Sous le soleil écrasant de Bothaville, le salon Nampo bat son plein. Tracteurs géants, bétail et pick-up – les incontournables *bakkies* – composent le décor de cette foire agricole, cœur battant de l’agriculture sud-africaine. Pourtant, derrière l’apparente unité des chemises kaki et des visages burinés par le soleil, les fermiers afrikaners affichent des divisions profondes sur un sujet sensible : la persécution supposée de leur communauté.

Pour certains, comme John Potgieter, jeune producteur de maïs, la menace est réelle. « Parler de génocide n’est pas exagéré », affirme-t-il, pointant du doigt le mémorial érigé en hommage aux agriculteurs tués depuis 1961. Vingt-cinq noms y ont été ajoutés l’an dernier, alimentant un récit de violence ciblée. Pourtant, lui-même nuance : « Ce n’est pas comparable à l’Holocauste, mais les attaques existent. »

D’autres, comme Eduard van der Westhuizen, éleveur dans la région de Johannesburg, balayent ces craintes. « On est plus en sécurité ici qu’en ville », assure-t-il, brandissant son bâton de berger comme un symbole de son attachement à la terre. « Ce pays est le mien, je n’irai nulle part ailleurs. » Une position partagée par un vendeur d’équipements agricoles, qui qualifie de « farce » l’initiative de Donald Trump d’accueillir des fermiers afrikaners comme réfugiés.

Parmi les jeunes générations, les avis divergent aussi. Danny Snyman, 18 ans, voit dans les déclarations de l’ancien président américain une façon de « réveiller les consciences », malgré le faible nombre de meurtres signalés autour des plantations familiales. « Les vols de tracteurs ou de panneaux solaires sont plus fréquents que les agressions », concède-t-il.

Le salon Nampo, étalé sur 40 hectares, reflète cette ambivalence. Entre stands de semences et démonstrations de moissonneuses, des vendeurs d’armes proposent fusils automatiques et pistolets. « Les ventes fluctuent avec les pics de violence », explique un représentant de Dave Sheer Guns, soulignant l’importance de l’autodéfense.

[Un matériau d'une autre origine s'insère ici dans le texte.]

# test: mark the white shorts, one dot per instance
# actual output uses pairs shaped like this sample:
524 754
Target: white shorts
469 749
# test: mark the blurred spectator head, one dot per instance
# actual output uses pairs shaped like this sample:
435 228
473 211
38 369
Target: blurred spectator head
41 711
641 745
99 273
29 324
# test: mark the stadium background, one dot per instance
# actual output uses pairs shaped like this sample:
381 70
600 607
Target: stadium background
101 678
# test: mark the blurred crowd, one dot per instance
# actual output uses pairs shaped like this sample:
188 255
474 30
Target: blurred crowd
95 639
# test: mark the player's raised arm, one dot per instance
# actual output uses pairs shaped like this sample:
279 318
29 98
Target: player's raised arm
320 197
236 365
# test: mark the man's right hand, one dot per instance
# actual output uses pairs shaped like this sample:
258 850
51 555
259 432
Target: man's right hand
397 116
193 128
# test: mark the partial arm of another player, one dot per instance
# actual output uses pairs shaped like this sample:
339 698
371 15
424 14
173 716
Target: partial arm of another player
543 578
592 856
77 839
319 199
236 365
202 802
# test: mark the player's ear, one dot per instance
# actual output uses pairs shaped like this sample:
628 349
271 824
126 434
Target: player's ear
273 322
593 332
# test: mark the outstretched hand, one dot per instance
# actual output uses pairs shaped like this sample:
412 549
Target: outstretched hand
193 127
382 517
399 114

Pourtant, des voix comme celle de Dwayne Kaschula, élu jeune agriculteur de l’année, tempèrent le discours alarmiste. « Avec des précautions, les risques sont limités », estime cet exploitant de 3 000 hectares. Même Hanle Visser, dont la grand-mère a survécu à une attaque, relativise : « Ces drames font partie de la vie, où que l’on soit. »

Dans cette Afrique du Sud où le taux d’homicides reste parmi les plus élevés au monde, la question afrikaner dépasse les simples statistiques. Elle touche à l’identité, à la mémoire et à cette terre que beaucoup, malgré tout, refusent de quitter.